BANDEIRA AZUL - PRAIA DA TORREIRA: COMUNICADO DA CÂMARA MUNICIPAL DA MURTOSA
Como é do conhecimento geral, o Comité Internacional da Bandeira Azul não atribuiu, em 2011, o galardão da Bandeira Azul à Praia da Torreira, justificando essa decisão com o não cumprimento, na época balnear de 2010, do critério 7, associado às análises da qualidade da água balnear.
Em causa está, recorde-se, não a qualidade da água balnear, que, como reconheceu a Quercus ao atribuir o galardão de “Qualidade de Ouro” à Praia da Torreira, é excelente, mas sim a não conformidade do calendário das análises de 2010 com o disposto na directiva comunitária 2006/7/CE, transposta para a legislação nacional pelo Decreto-Lei 135/2009, de 3 de Junho, que impõe um máximo de 30 dias entre análises consecutivas. Ora, o calendário de análises de 2010, para a praia da Torreira apresenta, num caso, 34 dias, e no outro 35 dias entre análises consecutivas, não cumprindo, desta forma, o disposto nos diplomas legais supracitados e, consequentemente, o critério 7 da Bandeira Azul.
Uma vez que o Decreto-Lei 135/2009, de 3 de Junho, refere que cabe ao Instituto da Água (INAG), por proposta da Administração da Região Hidrográfica (ARH) com jurisdição na zona balnear, o estabelecimento de um calendário de monitorização da zona balnear, sendo da responsabilidade da ARH, respectiva, a sua concretização, a Câmara Municipal da Murtosa, que não tem qualquer responsabilidade neste domínio, solicitou/exigiu esclarecimentos a estas entidades, as quais, pelas respostas dadas, não clarificaram e, consequentemente, assumiram a sua responsabilidade.

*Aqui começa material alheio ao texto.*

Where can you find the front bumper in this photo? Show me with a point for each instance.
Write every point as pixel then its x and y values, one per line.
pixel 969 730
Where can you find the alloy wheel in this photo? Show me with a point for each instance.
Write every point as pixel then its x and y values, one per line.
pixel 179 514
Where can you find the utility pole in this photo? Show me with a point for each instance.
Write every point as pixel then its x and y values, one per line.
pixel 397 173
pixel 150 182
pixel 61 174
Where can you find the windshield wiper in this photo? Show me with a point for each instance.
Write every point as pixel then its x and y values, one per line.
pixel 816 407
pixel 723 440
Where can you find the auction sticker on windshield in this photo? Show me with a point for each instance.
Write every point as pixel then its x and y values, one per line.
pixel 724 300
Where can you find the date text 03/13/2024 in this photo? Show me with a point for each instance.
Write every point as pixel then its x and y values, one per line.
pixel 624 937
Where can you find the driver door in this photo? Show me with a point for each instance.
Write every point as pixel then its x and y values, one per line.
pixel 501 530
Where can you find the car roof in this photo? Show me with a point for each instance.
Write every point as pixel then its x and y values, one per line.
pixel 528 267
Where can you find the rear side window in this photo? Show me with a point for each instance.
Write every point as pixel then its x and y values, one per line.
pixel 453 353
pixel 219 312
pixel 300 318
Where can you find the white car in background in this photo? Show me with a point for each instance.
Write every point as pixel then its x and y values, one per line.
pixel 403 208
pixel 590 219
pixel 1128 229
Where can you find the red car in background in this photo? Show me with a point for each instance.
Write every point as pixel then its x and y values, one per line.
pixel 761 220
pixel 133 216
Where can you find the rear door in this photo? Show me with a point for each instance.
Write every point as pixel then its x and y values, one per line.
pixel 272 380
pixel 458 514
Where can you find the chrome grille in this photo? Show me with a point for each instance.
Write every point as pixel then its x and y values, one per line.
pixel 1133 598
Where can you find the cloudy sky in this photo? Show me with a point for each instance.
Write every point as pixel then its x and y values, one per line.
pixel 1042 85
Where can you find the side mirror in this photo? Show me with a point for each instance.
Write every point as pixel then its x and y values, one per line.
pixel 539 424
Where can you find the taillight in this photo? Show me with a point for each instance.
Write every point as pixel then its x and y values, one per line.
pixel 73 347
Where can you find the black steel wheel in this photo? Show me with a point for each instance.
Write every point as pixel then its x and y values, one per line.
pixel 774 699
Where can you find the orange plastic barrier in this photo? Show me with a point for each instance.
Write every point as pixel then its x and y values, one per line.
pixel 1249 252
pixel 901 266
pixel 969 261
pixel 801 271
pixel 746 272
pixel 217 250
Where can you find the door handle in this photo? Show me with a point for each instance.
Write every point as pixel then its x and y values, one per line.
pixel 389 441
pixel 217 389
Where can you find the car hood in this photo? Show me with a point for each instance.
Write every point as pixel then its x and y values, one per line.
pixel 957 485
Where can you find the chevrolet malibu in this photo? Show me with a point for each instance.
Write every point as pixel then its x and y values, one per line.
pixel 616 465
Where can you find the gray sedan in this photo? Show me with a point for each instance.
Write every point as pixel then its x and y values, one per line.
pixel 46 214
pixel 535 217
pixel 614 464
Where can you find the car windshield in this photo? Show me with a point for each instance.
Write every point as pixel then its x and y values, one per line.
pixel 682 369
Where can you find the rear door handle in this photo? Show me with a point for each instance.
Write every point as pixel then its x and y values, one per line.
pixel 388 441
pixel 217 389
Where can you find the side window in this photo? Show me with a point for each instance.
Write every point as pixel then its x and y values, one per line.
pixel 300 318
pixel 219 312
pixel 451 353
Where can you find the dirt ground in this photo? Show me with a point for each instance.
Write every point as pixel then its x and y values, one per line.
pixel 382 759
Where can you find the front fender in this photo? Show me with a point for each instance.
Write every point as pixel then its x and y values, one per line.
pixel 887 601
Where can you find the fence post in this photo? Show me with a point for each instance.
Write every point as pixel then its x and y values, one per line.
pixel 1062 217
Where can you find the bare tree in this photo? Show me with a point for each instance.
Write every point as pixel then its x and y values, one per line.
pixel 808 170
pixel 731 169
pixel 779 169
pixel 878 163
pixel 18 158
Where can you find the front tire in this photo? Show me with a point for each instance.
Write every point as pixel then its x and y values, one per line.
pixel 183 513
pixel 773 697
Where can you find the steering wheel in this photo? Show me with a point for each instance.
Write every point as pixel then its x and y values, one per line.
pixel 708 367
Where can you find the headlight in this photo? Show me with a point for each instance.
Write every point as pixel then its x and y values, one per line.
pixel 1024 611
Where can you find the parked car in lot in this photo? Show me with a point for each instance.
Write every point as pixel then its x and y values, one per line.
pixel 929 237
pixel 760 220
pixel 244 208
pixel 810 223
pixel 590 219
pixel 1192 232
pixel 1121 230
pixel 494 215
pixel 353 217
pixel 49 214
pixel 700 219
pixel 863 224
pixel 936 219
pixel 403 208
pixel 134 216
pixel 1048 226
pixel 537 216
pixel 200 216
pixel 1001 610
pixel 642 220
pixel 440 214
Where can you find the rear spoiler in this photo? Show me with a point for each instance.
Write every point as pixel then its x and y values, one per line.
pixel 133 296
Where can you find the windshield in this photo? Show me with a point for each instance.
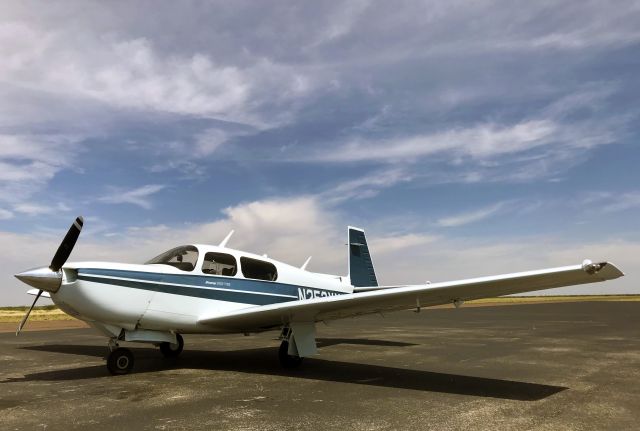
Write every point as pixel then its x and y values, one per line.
pixel 183 258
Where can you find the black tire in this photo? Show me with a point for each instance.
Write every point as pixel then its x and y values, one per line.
pixel 120 361
pixel 287 360
pixel 171 350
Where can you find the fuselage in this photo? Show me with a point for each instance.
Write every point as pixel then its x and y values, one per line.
pixel 172 296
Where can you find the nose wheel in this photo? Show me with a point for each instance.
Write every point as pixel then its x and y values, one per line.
pixel 120 361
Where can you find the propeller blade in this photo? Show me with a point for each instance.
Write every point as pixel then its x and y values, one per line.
pixel 26 316
pixel 66 246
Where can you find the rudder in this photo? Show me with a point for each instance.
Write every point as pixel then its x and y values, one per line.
pixel 361 270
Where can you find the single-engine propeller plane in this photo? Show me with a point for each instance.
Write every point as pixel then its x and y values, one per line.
pixel 209 289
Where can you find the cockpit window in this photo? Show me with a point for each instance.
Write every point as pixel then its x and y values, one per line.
pixel 183 258
pixel 219 264
pixel 258 269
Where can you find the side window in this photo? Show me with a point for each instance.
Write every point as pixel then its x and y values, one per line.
pixel 258 269
pixel 219 264
pixel 184 258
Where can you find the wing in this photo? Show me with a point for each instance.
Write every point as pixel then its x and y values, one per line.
pixel 260 318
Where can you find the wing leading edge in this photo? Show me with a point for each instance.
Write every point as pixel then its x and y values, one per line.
pixel 406 297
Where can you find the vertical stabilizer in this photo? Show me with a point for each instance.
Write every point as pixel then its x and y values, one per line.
pixel 361 270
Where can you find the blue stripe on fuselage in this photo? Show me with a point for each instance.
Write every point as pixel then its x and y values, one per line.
pixel 230 289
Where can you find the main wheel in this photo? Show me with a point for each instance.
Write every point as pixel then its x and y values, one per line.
pixel 287 360
pixel 120 361
pixel 170 350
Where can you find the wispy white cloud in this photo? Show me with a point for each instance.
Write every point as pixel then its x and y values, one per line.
pixel 35 209
pixel 367 185
pixel 29 161
pixel 291 229
pixel 471 217
pixel 140 196
pixel 611 202
pixel 5 214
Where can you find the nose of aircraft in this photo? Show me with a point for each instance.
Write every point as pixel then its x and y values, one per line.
pixel 42 278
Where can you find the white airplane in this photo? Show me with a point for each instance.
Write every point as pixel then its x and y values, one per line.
pixel 208 289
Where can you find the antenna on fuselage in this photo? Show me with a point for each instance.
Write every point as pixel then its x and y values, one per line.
pixel 224 242
pixel 306 262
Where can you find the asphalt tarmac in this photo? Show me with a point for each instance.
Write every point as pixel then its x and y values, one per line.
pixel 569 366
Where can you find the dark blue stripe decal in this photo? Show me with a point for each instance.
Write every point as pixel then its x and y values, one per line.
pixel 219 295
pixel 229 289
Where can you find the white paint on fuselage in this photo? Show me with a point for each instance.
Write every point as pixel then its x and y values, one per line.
pixel 132 308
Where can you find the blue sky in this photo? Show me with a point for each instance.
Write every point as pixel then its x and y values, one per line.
pixel 468 139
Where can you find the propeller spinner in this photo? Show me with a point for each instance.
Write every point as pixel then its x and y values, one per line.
pixel 50 278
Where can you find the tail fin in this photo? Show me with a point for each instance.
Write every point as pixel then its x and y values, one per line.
pixel 361 270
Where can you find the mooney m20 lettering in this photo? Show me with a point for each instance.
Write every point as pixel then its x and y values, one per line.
pixel 208 289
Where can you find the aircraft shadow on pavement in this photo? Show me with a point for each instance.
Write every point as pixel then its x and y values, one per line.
pixel 264 361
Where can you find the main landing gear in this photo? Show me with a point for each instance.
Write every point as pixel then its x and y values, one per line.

Face a este quadro, a Câmara Municipal da Murtosa solicitou um parecer jurídico ao Dr. Dário Matos, o qual concluiu que foi a falta de cumprimento pelo INAG do calendário estipulado no Decreto-Lei nº 135/2009 que impediu que a Bandeira Azul tivesse sido atribuída à Praia da Torreira. De acordo com o mesmo parecer “resultou, pois, para o município um prejuízo decorrente do incumprimento pelo INAG duma norma legal o que poderá originar a responsabilidade civil extra contratual do Estado.”
A Câmara Municipal da Murtosa, na sua reunião do dia 18 do corrente mês de Agosto, depois de analisar a situação, considerando que, ao longo de todo este processo, algumas entidades, nomeadamente o INAG e a ARH Centro, tornaram públicas declarações em que tentaram “sacudir a água do capote”, não assumindo, como já foi referido, as suas responsabilidades, deliberou:
a) Dar conhecimento, ao INAG e à ARH Centro, do parecer jurídico, supra-referido, aguardando-se, por um prazo de 15 (quinze) dias, que se pronunciem, pois a actuação consequente da Autarquia ponderará a resposta (ou a falta dela) que for dada;
b) Tornar público o teor do parecer jurídico, citado, que vem no sentido daquilo que é evidente, de acordo com a Lei, pois a responsabilidade pelas análises das águas balneares é do INAG (por proposta da ARH); e
c) Hastear a bandeira de Praia Dourada na Praia da Torreira, reconhecimento da Quercus que atribuiu a distinção de qualidade de ouro à Praia da Torreira, pela excelência da sua água balnear.